Introduction Pulmonary rehabilitation (PR) programmes have been shown to reduce symptoms and improve exercise tolerance in COPD. Improving rates of attendance at PR sessions is vital to ensuring a cost-effective service. The role of seasonality in attendance at PR programmes has not previously been evaluated.
Methods Attendance rates, between 2007 and 2010, at a PR programme in one London borough were reviewed. The number of patients attending assessment and subsequent bi weekly PR sessions was examined and demographic information collected. The data were divided by season – winter months incorporating October to March and summer months, April to September. The null hypothesis that there would be no difference between attendance rates in summer months compared to winter months was tested using a Mann–Whitney U test. The attendance data were correlated, using Pearson′s product-moment correlation coefficient, with local monthly weather data, obtained from the Met Office, for temperature, hours of sunshine and rainfall over the time period.
Results In total 506 assessment appointments were made to achieve 258 attendances, an attendance rate of 51%. For assessments, there was no difference in attendance between the winter and summer months (50 and 51% respectively). For the group PR sessions, 2325 appointments were made to achieve 1613 attendances (69%). The overall attendance rate at group sessions during winter was 64% compared to 74% during summer. Non-parametric testing of the data revealed the seasonal difference to be statistically significant (p<0.05). Attendance rates show weak, positive correlation with maximum and minimum temperatures (r =+0.51, +0.44 respectively) and sunlight hours (r =+0.55), and weak negative correlation with amount of rainfall (r =−0.33).

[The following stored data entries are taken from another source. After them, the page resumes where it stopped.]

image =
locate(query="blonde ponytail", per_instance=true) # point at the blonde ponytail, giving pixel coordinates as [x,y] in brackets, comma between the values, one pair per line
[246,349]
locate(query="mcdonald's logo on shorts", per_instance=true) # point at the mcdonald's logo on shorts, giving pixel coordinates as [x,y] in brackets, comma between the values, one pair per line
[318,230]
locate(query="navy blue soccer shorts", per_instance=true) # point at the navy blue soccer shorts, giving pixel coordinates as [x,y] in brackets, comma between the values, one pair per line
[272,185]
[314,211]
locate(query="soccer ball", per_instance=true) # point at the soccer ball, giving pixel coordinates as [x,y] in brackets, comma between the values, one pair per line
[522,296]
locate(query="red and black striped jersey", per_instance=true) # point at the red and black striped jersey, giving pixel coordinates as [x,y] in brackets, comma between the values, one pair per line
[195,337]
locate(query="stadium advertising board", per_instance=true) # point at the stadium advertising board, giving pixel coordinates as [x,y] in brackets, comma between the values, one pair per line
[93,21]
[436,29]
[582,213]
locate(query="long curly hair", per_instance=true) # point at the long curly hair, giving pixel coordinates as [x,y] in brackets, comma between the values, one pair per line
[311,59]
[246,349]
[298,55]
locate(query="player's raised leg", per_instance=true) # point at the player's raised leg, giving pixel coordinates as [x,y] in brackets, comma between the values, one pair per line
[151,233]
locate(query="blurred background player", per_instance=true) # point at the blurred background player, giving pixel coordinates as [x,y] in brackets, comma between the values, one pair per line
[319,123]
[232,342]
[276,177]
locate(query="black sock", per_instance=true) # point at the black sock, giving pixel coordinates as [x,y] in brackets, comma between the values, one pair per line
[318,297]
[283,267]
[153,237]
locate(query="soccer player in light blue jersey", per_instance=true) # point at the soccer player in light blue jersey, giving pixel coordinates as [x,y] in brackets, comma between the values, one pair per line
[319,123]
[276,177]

Conclusion Attendance rates were significantly worse during winter compared to summer. This needs to be taken into account when planning PR services and in local efforts to maximise patient participation. The weak correlation between attendance and specific weather indicators suggests that weather conditions may contribute to this pattern. Confounding patient factors such as illness exacerbation and environmental issues such as transport need to be further evaluated in the context of seasonality to better understand this relationship.